Familiarity with the difficulties commonly experienced by speakers of other languages when learning English can help us appropriately assist these students, decreasing the likelihood of our referring them to special educational programs to remedy problems we think need fixing.

As we learn about the features of some of the non-English languages currently represented in our public schools, we will also learn how to use this information to document interference. We will take a look at the languages most commonly represented within school populations across the United States and begin to understand how to use this new information during comprehensive second-language analyses, as well as in classroom instruction. Such an approach clearly holds potential for reducing the number of minority learners relegated to special education. As interference is documented earlier and earlier, fewer children will be inappropriately referred to such programs. As in all areas of education, early identification is crucial. Any non-English linguistic system (or even dialect)—from African-American subcultural diction and syntax to Spanish—can interfere with a second-language system, possibly leading to an incorrect diagnosis of a disorder.

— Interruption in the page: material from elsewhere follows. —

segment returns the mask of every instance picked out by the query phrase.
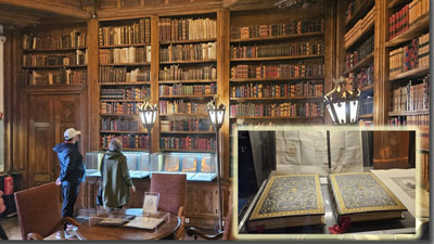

There are few places for clinicians or teachers to obtain information about children’s first languages or to study interference from L1 to L2. The following case histories (in which the names have been changed) are drawn from some of the languages most commonly found in American schools today, and they analyze and describe some of those languages’ peculiarities.

The use of linguistic features analysis gives listeners a way to predict the interference they may encounter in the learning process of a second-language learner, identifying likely errors in articulation or grammar. By combining this approach and a familiarity with the peculiarities of Spanish to help understand a Spanish speaker’s pronunciation of English—particularly a speaker of Spanish-influenced English, who may in ways be incapable of clear communication while still in the basic interpersonal communication stage of English language learning. Over time, mastery of English content words brings about an improved production model. The better we comprehend what we are saying in a particular language, the clearer our understanding of that language’s pronunciation system is likely to be.

Application of the linguistic features analysis will help educators understand that by incorporating the features of a student’s language system and then by applying the tenets of second-language acquisition to a presenting profile of the student, a more reliable determination of any language problem or difference can result. We 


can also make a strong case that the application of linguistic features analysis results in earlier correct deductions about the child’s profile. Each language system has associated with it distinctive features that individualize it from other linguistic systems. Therefore, knowledge of the features of different languages is predicted to assist (and has been documented to assist) the educator in his or her quest to understand whether a child is displaying characteristics of second-language learning or of a language disorder.